At the onset of Operation Desert Storm a CBS News military consultant, in describing the initial tactics of the allied air assault, spoke of the need to “draw an electronic curtain around Iraq.” His point was telling: the most important priority at the onset of battle was to destroy the

communications infrastructure that enabled Iraq’s armed forces to command and control. 20 years later, an electronic curtain that frustrates the ability of the peoples of the world to connect with information and connect with each other is potentially even more destructive than the Iron Curtain of a previous generation. It takes away the peoples’ ability to command and control their lives.

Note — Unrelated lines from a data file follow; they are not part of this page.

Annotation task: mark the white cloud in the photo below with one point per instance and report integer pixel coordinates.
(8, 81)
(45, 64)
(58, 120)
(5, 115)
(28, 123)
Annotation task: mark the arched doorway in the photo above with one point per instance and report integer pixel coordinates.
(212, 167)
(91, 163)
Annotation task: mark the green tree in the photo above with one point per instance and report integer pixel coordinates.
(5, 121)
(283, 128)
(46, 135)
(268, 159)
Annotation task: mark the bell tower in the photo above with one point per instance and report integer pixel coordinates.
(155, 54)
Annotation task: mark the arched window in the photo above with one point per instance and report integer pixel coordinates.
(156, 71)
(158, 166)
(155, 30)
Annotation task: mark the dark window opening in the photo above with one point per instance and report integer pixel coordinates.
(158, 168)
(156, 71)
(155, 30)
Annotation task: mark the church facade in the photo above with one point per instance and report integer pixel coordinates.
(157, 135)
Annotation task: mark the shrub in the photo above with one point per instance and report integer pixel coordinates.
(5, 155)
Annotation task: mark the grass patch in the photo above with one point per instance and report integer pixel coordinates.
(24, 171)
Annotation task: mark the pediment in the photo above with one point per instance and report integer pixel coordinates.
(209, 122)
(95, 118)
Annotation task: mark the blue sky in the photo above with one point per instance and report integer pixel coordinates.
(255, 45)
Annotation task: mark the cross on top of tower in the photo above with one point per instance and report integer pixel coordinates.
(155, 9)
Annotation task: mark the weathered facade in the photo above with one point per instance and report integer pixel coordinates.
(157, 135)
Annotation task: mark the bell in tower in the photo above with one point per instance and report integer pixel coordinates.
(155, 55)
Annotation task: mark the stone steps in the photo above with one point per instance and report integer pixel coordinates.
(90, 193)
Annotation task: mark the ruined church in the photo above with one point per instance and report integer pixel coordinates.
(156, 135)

Alec Ross, Clinton’s Senior Adviser for Innovation, says, “If Paul Revere had been a modern day citizen, he wouldn’t have ridden down Main Street. He would have tweeted.” Denying the people of the world the ability to connect is akin to robbing Paul Revere of his horse and soundproofing the homes of the people he passed on Main Street.

The village square has become a virtual meeting place. It is time for the world to recognize that all are welcome to gather there.

Jerry Edling is an editor, producer and writer at KNX, the CBS Radio all-news station in Los Angeles. He has been nominated for three Writers Guild Awards, three Emmy Awards and a Mark Twain Award for his work in radio and television. Jerry is also a candidate for Master of Public Diplomacy at the University of Southern California and a student in Matt Armstrong’s Public Diplomacy Course at USC.

Guests posts are the opinions of the respective authors and do not necessarily reflect the opinion of MountainRunner.us. They are published here to further the discourse on America’s global engagement.

3 thoughts on “Freedom to Connect

  1. For my part I’m pleased to read an argument that addresses a “communication revolution” rather than an information revolution — and a writer who distinguishes clearly between the social process of communication and the technical process of information control and delivery. It’s also refreshing to see the term “media” used in the plural of “medium” as a reference to the means through which we communicate with one another rather than the mainstream singular “the media” as the entity that communicates at the public.

  2. The author’s premise is sound, and is reflected in the new and very loud calls by the Obama administration and US State Department for unfettered Internet and communication access worldwide. As were fax and photocopy machines behind the Iron Curtain during the Cold War, social media will be a transformative factor in the undermining of oppressive regimes and the exposure of nefarious government activities everywhere.